The distinction is meaningless. A zealot is a zealot.

[–] [email protected] 8 points 1 year ago (1 children)

I meannnnn…I'm an atheist, but how is this any better or more productive than a religious person saying never to trust one of us?

[–] [email protected] 8 points 1 year ago (1 children)

It's not, confrontational comments like that come from a place of pain. When you see smug assholery about religion and coming from an American, 99% of the time it's coming from someone who got treated like shit by their evangelical parents. Comments like the one you responding to aren't really an expression of opinion; if you could translate it into its most basic form, all it actually says is "fuck you, dad".

[–] [email protected] 5 points 1 year ago* (last edited 1 year ago)

I was once a fundamentalist Christian. After a long and difficult process I deconverted and became a very vocal atheist. One of the "all religion is horrible" types. But at some point I realized that I had never abandoned my fundamentalism. I had only changed the flavor of it from religious to nonreligious. I still dealt in extreme beliefs with very little room for questioning and nuance.

It was when I introduced that nuance into my thought process that my worldview genuinely changed. I've come to understand that most lines you can divide people on will have well intentioned people and sinister people on both sides. I have met so many delightfully kind and welcoming religious people in addition to all the terrible ones I've known. They're generally in different circles, but not always. It does us a mental disservice to think in such black and white ways.

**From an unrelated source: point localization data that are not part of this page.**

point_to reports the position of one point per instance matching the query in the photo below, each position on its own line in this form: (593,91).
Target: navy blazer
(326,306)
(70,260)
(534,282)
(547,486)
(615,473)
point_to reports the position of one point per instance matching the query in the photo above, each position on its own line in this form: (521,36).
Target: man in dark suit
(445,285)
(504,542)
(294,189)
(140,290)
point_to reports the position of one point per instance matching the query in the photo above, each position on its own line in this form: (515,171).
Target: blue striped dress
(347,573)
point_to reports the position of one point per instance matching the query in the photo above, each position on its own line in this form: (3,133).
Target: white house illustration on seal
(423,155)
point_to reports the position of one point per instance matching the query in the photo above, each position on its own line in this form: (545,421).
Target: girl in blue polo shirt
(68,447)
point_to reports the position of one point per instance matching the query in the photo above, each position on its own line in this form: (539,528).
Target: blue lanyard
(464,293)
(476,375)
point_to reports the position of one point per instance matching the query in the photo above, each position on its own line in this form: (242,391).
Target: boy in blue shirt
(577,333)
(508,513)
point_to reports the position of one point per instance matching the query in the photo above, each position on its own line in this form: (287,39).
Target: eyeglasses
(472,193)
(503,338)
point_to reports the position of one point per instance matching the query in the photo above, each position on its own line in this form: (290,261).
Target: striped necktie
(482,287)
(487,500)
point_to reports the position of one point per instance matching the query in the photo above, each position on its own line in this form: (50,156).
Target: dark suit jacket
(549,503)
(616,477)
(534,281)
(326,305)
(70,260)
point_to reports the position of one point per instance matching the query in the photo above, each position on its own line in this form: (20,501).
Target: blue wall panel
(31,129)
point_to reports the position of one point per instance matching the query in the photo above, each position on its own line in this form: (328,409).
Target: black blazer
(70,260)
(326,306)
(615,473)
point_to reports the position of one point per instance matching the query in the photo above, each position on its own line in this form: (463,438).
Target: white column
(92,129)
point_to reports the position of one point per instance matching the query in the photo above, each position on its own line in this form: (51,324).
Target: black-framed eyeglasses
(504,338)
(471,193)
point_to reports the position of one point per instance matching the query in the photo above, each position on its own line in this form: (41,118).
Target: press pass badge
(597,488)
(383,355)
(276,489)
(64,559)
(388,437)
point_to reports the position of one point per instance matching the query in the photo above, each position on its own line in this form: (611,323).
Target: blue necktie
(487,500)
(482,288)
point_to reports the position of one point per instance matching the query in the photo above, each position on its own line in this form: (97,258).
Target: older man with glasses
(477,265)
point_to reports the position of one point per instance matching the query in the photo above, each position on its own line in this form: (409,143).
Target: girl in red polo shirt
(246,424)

The same can be applied to arguments. It is possible for two sides of an argument to have genuinely good points. It's possible for an argument to not have a "good" side. And of course it's possible for an argument to have a completely good side or a completely bad side. The point there is that I think we should think critically and dissect arguments and look for good faith arguments and bad faith arguments. We should understand that things aren't always going to be easy to make decisions on and that's okay. It's okay to struggle with an issue and admit that you don't have an answer to every question.

Religion is a great example. Nobody can prove something that isn't provable. You can think that religion is sinister for that reason, but I think that does a disservice to religious people. I don't believe in God. I don't think I'm ever going to be able to believe in God if I'm being honest with myself. But I haven't forgotten what it was like to believe and I don't blame people for finding comfort in it. Who can blame people for searching for a little bit of hope? I don't think it matters to many religious people whether they can prove their beliefs in God because for them it's not really about believing in the "objective truth" but rather clinging to hope for a bright future in a very dark world. And those hopes don't need to be attached to bigotry like so many religious people have unfortunately done.